L’avant-dernier film de Todd Solondz Life During Wartime marquait un enlisement du cinéaste dans la provocation facile et la multiplication de figures unidimensionnelles. Avec Dark Horse, il reste fidèle à son univers mais redresse nettement la barre. Dans ce portrait d’Abe, un trentenaire qui refuse de quitter l’adolescence et s’entiche d’une jolie brune dépressive, Solondz met de nouveau à profit ses talents d’observateur et redonne à la satire une puissance qu’elle avait perdue.
Le ton est donné dès la première scène : un panoramique dévoile une foule visiblement réunie pour célébrer un mariage, qui danse de façon aussi rodée que dans un clip. Le mouvement de caméra se poursuit jusqu’à arriver à deux personnages qui, eux, ne dansent pas : Abe, un homme encore jeune, obèse et extraverti, et Miranda, une femme encore jeune elle aussi, dont le visage affiche une tristesse abyssale. Cette rencontre de deux caricatures d’outsiders marque le commencement d’une relation surprenante.
Comme de coutume, Todd Solondz jongle ici avec la comédie et le drame, à sa personnelle et périlleuse façon : il ne s’agit pas de rire pour oublier que la vie est dramatique mais de rire du drame même, comme si c’était la seule façon de lutter contre. Le drame en question, c’est d’abord la personnalité douloureusement pathétique d’Abe : fat, agressif, paresseux, malhonnête, le bougre serait intolérable sans le regard distancié de Solondz. Celui-ci crée autour d’Abe un univers irréel, où tout est un peu « plus » que dans la réalité quotidienne, même américaine : plus grand, plus vide, plus banal, plus triste. Solondz enferme les tons pastel de ses décors et l’allure figée de ses personnages dans des plans hermétiques, où peu ou prou aucune vie ne pénètre. C’est en quelque sorte un univers hyperréaliste, où les objets sont suffisamment en décalage avec la réalité pour y renvoyer encore plus fortement – le Hummer jaune d’Abe constituant l’exemple le moins subtil de cette stratégie.
Si cette exagération généralisée est moins pénible et plus productive que dans la plupart des films de Solondz, c’est sans doute parce que l’accumulation de cas extrêmes et sordides y laisse la place à une mise en scène de l’ordinaire, par le biais d’un personnage qui est saisi dans toutes ses contradictions. L’attitude risiblement péremptoire d’Abe est contrebalancée par une vie fantasmatique où les doutes ont leur place. Une vie où Abe s’autorise à penser que la jolie brune est trop bien pour lui ou que ses parents ont toujours considéré que sa vie était un échec.
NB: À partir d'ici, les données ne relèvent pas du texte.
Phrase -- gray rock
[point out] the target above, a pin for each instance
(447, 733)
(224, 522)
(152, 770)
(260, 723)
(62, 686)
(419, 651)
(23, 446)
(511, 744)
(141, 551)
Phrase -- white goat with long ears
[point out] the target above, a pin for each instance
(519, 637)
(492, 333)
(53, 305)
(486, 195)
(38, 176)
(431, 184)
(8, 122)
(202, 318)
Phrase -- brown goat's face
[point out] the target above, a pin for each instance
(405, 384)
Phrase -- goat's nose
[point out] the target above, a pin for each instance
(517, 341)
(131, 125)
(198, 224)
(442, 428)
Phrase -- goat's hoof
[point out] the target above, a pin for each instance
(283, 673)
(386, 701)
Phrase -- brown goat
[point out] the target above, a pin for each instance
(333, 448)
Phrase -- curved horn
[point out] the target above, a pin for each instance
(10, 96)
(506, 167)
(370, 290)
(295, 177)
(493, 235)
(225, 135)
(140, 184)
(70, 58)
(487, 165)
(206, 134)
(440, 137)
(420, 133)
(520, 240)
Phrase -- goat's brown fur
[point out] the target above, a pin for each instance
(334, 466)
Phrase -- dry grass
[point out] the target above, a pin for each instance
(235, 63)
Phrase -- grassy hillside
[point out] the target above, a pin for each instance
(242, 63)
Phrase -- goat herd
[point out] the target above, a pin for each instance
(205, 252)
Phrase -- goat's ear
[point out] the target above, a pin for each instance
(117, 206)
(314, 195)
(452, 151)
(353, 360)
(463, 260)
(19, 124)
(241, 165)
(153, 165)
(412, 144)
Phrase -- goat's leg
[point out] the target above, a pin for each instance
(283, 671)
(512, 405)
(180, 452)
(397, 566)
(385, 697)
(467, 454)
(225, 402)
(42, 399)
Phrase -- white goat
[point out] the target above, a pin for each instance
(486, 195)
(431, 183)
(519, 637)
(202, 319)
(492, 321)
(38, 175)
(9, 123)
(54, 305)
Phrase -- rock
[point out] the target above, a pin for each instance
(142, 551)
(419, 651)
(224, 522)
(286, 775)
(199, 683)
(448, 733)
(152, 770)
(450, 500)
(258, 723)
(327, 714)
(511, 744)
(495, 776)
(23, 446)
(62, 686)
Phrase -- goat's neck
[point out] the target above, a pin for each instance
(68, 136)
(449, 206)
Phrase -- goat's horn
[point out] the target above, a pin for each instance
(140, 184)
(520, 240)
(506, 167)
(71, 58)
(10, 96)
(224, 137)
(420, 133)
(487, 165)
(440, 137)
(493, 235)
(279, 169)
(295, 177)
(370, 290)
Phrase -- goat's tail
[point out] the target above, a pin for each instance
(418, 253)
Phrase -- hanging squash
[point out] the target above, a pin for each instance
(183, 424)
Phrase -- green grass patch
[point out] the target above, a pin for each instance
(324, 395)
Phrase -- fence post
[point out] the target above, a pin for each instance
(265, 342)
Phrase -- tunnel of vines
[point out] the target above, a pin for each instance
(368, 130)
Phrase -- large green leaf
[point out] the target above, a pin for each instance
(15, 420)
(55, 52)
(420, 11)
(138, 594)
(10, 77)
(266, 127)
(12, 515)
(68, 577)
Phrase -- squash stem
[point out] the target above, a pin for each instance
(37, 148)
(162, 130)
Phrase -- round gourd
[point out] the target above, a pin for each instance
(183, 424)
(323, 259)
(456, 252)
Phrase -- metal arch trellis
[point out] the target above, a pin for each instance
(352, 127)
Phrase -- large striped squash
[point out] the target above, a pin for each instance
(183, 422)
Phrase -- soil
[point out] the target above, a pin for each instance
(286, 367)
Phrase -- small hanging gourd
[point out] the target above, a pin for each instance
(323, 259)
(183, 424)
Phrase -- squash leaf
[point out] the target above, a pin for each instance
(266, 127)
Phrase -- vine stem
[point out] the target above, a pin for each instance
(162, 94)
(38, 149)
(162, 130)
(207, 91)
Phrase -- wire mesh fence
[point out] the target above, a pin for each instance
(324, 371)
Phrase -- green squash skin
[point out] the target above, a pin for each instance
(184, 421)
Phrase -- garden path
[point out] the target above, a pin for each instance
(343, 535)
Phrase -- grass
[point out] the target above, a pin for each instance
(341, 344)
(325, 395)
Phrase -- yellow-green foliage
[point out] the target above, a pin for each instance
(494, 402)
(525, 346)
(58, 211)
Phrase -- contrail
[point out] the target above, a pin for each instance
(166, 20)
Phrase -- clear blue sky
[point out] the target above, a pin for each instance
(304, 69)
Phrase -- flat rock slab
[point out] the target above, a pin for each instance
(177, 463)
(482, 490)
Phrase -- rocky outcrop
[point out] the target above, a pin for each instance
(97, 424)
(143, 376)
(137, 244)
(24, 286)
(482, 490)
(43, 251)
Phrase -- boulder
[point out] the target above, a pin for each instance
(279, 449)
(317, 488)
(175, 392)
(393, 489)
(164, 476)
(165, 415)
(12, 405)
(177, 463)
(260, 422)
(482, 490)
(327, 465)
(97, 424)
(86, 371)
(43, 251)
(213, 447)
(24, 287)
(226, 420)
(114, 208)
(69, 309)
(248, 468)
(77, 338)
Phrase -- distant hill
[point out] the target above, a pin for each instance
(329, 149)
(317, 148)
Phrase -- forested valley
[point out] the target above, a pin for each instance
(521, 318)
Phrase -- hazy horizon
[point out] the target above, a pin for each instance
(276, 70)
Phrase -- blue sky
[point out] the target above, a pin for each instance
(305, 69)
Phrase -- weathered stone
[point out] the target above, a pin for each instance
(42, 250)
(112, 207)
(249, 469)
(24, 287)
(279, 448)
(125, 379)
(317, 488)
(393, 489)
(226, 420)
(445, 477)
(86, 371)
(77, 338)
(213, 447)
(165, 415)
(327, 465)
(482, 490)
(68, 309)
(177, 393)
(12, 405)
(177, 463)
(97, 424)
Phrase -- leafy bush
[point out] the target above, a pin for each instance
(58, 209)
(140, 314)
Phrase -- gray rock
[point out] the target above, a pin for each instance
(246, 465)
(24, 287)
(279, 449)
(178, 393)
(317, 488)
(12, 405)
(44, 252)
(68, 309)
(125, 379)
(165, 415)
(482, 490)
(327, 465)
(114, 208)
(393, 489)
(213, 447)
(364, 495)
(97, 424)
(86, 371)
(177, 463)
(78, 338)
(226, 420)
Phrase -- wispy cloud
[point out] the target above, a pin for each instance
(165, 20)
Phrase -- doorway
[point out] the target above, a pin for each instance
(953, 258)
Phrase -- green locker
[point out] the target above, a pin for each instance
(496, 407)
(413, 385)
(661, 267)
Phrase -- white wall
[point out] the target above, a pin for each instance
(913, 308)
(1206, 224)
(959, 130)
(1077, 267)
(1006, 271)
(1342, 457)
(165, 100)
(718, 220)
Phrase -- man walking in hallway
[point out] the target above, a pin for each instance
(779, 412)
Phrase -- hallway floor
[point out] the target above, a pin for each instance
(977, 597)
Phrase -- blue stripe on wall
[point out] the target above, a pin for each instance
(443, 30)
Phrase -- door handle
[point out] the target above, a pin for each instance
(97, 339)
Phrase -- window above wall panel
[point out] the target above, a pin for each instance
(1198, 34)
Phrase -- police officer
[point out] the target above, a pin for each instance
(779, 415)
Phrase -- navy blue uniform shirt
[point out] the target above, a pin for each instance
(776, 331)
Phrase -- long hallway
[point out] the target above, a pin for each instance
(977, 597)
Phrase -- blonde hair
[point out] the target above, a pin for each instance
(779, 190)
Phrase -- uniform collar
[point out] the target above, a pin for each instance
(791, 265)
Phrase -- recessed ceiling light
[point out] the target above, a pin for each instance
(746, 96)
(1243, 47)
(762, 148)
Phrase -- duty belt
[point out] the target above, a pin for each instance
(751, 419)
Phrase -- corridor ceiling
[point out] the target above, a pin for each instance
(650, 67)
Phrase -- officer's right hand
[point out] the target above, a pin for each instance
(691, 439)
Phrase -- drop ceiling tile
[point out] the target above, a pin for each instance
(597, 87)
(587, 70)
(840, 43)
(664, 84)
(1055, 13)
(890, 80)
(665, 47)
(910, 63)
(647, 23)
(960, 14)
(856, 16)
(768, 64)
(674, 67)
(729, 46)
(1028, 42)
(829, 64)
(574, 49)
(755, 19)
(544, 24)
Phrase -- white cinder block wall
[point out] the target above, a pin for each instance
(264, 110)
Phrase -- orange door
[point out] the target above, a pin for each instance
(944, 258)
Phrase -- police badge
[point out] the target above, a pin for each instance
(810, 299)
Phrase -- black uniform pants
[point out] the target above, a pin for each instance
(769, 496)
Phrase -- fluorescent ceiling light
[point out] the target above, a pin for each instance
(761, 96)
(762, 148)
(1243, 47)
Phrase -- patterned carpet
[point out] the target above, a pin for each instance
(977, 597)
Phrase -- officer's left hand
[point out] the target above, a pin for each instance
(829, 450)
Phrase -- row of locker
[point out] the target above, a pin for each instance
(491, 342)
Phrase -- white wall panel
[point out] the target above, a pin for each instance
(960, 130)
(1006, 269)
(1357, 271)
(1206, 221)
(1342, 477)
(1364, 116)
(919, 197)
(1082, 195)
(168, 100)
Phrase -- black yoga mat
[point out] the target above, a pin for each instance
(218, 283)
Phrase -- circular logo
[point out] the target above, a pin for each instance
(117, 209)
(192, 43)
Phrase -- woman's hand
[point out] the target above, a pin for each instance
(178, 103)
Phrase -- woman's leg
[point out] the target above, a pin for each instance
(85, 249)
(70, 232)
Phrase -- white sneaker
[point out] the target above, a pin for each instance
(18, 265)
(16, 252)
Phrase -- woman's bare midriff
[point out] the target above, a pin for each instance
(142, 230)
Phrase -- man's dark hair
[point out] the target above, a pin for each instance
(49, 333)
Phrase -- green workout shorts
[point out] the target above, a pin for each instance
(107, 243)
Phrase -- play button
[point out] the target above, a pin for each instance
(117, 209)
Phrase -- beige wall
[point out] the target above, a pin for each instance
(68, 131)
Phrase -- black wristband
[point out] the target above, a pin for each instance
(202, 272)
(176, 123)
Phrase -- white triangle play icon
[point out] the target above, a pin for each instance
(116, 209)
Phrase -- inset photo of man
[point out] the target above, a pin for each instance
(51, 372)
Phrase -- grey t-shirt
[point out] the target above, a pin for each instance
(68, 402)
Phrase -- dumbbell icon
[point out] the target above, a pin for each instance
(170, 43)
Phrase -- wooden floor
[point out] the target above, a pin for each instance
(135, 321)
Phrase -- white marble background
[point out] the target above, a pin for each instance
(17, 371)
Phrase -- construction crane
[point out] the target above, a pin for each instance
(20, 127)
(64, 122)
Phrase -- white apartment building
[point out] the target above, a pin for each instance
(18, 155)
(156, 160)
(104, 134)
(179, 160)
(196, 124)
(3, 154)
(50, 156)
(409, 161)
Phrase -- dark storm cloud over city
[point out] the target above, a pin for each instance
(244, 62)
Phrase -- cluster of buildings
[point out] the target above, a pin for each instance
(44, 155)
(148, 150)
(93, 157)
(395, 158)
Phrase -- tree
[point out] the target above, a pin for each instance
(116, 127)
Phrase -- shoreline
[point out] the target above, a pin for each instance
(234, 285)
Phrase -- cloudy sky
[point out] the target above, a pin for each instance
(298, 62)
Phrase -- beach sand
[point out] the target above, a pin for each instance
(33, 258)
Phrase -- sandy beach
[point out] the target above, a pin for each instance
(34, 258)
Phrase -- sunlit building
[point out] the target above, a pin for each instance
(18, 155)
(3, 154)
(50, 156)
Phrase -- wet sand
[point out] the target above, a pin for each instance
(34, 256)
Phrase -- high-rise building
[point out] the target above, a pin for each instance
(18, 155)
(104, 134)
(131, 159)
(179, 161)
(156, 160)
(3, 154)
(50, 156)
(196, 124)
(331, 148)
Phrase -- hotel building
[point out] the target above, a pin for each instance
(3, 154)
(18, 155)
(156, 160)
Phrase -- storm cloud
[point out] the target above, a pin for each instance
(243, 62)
La multiplication de ces fantasmes, leur présence de plus en plus oppressante modifie peu à peu le statut d’Abe dans la fiction. À partir du moment où le film le dote d’une conscience de lui-même, la condescendance n’est plus possible et l’on ne voit plus dans le comportement souvent idiot du personnage que les idéologies qui l’alimentent, le tragique d’une vie nourrie de mensonge qui ne peut se regarder en face que dans les moments d’inconscience.
Depuis Bienvenue dans l’âge ingrat, la thématique du vilain petit canard ne cesse de hanter le cinéma de Solondz. Mais l’analyse des effets pervers de la religion du succès n’a sans doute jamais été aussi directe qu’ici. Abe et Miranda sont deux visages opposés d’un même mal. L’un s’accroche à une image idéalisée de lui-même, l’autre tente d’exister le moins possible. Tous deux refusent de franchir le seuil de l’âge adulte pour mieux nier qu’ils ne sont pas du côté des « gagnants ». Le film est une sorte de réfutation du discours hypocrite selon lequel les « dark horses », les outsiders, seraient aussi appréciables que les « winners », discours relayé ici par le père d’Abe et qui fait regretter à celui-ci d’avoir dépassé l’âge limite pour pouvoir participer à American Idol. On est bien heureux de retrouver ce Solondz-là, celui qui fait exister des figures proprement tragiques plutôt que de mordre le vide.